Giunti di nuovo sulla strada principale sembravamo un mercato di campagna. Questo accadeva nell’estate del 2000.

IL PRIMO GIORNO D’EUROPA
Il viaggio che ho intrapreso
è duro. E potrebbe essere
senza ritorno.
Lo dico. Perché qualcuno verrà
sulla mia tomba.
A rimproverarmi di aver lasciato
la casa dove sono nato.
Qualcuno che sa che non potevo farne a meno
(Vecchio canto africano)
1
IL MEDITERRANEO È UNA PORTA APERTA SUL MONDO
L’EUROPA UNITA UN PORTONE SBARRATO SUL NIENTE
Con queste parole tracciate, si sarebbe detto, con un grosso pennarello sui marmi a tratti lucidi della stazione Termini la Capitale accolse l’arrivo di Kamal dalla terra d’Africa. E non che ci avesse messo poco a decifrarle, visto il suo scarso italiano, ma dopo averle lette pensò che ne era valsa la pena di stare qualche minuto a combattere con le sillabe.
Rinfilò le mani nelle tasche dei pantaloni verde militare di foggia americana e ricontò con i polpastrelli: tre fiammiferi e tre sigarette girate a mano, il biglietto del treno che era sempre meglio tenerselo in tasca, un micro taccuino con indirizzi e appunti, carte di caramelle e il solito terriccio di dubbia provenienza che gli si accalcava nei fondi delle tasche da quando era alto due palmi. Decise di togliersi dalla confusione e con le falcate proprie del suo metro e novanta si diresse verso quella che sembrava l’uscita o una delle uscite, in un fascio di luce pulita e un po’ più calda verso la quale caracollavano centinaia di nanerottoli incazzati bardati nei loro giacconi e armati, due si uno no, di valigia 24 ore.

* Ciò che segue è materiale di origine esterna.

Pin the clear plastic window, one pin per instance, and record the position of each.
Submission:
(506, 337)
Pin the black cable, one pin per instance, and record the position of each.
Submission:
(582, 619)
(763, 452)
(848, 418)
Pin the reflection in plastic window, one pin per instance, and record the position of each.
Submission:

Si ritrovò su una piazza, sì, inondata di luce, ma l’aria che si respirava rimaneva pesante e stantia di carburante, tessuti e profumi mischiati da troppo tempo. Si sentì per un istante più confuso dell’attimo seguente la discesa dal treno e per fumarsi una sigaretta scelse d’istinto una panchina di marmo sbeccata. Continuando a scrutare l’andirivieni di persone che correvano imbacuccate verso centinaia di mete discordanti si accorse che in effetti faceva un bel freddo e si aggiustò attorno alle sembianze perfette il collo di pelliccia sintetica con cui era foderato il suo giaccone di jeans nero: così tra il collo e il cappello di lana da rapper ben calzato sulla fronte rimase spiccia giusto la visuale degli occhi e un pezzetto di spazio per far posto alla brace calda della sigaretta tra le labbra.

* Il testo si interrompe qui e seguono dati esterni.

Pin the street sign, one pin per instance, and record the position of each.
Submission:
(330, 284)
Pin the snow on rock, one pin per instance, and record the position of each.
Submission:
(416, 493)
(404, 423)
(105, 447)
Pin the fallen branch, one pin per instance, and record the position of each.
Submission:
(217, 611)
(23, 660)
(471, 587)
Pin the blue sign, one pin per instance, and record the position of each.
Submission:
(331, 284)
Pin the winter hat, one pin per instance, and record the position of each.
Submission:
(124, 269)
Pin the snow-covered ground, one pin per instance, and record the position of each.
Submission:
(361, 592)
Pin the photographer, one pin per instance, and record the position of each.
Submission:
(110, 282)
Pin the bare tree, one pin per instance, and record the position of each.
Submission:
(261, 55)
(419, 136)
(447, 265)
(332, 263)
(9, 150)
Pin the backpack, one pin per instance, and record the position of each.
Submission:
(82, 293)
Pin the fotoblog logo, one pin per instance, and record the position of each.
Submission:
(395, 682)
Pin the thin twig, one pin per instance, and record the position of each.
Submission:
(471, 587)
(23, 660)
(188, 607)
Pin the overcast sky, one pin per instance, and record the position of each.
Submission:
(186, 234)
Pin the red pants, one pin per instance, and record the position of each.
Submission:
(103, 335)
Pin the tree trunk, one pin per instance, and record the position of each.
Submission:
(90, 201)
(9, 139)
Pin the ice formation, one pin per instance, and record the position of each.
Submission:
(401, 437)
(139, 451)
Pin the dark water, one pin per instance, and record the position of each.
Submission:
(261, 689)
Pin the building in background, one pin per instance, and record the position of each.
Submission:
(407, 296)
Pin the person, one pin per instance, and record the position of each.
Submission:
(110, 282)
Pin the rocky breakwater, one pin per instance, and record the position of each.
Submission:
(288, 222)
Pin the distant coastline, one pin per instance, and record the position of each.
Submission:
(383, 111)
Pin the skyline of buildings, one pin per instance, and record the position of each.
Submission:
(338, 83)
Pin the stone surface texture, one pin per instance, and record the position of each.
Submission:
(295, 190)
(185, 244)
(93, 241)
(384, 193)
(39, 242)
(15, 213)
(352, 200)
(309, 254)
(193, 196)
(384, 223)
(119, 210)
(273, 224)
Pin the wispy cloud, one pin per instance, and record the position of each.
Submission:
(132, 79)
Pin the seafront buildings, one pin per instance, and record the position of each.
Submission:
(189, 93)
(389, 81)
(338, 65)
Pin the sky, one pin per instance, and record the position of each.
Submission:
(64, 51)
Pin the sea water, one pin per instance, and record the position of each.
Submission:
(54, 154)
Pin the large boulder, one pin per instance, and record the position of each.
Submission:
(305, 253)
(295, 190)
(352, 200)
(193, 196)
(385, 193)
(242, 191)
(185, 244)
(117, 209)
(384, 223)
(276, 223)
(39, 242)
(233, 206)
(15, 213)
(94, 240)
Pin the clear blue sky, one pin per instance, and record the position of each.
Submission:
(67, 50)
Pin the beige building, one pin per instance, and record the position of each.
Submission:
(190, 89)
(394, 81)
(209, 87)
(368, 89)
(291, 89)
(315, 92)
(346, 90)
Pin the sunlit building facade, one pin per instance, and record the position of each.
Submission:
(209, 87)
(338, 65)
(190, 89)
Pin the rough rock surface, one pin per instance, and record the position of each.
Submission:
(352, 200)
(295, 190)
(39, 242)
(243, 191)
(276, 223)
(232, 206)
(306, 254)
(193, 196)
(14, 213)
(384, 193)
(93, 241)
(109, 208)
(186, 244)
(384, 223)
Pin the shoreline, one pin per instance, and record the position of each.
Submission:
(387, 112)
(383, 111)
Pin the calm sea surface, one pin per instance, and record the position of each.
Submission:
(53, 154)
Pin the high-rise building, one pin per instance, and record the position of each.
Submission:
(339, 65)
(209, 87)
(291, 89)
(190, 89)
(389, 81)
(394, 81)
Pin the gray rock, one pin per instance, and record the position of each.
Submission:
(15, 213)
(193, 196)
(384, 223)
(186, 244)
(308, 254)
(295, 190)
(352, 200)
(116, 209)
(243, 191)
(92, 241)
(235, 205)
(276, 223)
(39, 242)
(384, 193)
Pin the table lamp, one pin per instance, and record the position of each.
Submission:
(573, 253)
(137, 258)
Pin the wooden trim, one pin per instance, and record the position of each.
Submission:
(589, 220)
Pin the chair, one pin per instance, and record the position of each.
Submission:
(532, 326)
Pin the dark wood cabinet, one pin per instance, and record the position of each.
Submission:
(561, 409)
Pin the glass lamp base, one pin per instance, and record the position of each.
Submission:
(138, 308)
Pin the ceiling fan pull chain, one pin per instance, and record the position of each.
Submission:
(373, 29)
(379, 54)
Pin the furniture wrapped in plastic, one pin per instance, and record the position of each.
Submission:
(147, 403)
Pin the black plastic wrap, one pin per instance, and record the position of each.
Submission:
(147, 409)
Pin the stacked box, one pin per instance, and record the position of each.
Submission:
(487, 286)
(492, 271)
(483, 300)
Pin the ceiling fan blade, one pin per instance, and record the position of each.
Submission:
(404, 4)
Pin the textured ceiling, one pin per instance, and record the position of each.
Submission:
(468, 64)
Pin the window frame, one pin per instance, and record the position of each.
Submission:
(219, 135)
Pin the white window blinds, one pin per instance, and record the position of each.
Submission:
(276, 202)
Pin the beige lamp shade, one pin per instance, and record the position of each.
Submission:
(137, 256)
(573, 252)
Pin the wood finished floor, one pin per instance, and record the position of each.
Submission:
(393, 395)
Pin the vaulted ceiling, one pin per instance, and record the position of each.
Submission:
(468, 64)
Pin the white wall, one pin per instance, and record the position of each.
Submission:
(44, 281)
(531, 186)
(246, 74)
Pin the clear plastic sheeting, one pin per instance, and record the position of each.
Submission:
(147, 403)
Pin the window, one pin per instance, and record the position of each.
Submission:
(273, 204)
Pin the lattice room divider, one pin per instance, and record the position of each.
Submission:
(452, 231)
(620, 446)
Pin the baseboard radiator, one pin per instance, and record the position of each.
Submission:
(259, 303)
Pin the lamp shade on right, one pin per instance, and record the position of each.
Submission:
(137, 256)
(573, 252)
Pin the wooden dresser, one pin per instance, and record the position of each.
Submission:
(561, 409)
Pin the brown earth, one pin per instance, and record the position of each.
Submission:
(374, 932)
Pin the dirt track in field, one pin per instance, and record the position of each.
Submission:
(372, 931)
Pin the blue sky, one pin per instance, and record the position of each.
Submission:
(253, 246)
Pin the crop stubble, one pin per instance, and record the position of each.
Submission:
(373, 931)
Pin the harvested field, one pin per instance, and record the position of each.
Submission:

Batteva un sole pallido sulla città e la vista dei palazzoni disadorni sormontati da immense insegne al neon che inquinavano l’unico fazzoletto di cielo sui tetti, lo convinse che quella doveva essere una metropoli come tante altre, altro che la “bella Europa”, ma poi si ricordò che qualche amico tra quelli che avevano viaggiato un po’ di più gli aveva raccontato che sono proprio le stazioni ad essere uguali dappertutto. Sta di fatto che però li seduto si sentiva congelare, perciò raccolse la sua sacca e quasi di corsa si avviò all’indirizzo della pensione che gli era stata segnalata da un tizio sul treno. In una strada larga e dannatamente affollata gli apparve l’insegna modesta. L’ambiente che lo accolse, abbastanza squallido e pulito, non sembrava una pensione a ore e continuò a non sembrarlo almeno fino alle sei di sera, quando le luci sempre basse e un bisbiglìo brulicante lo sorpresero in quello che era stato il suo primo, sudaticcio, sonno europeo unito.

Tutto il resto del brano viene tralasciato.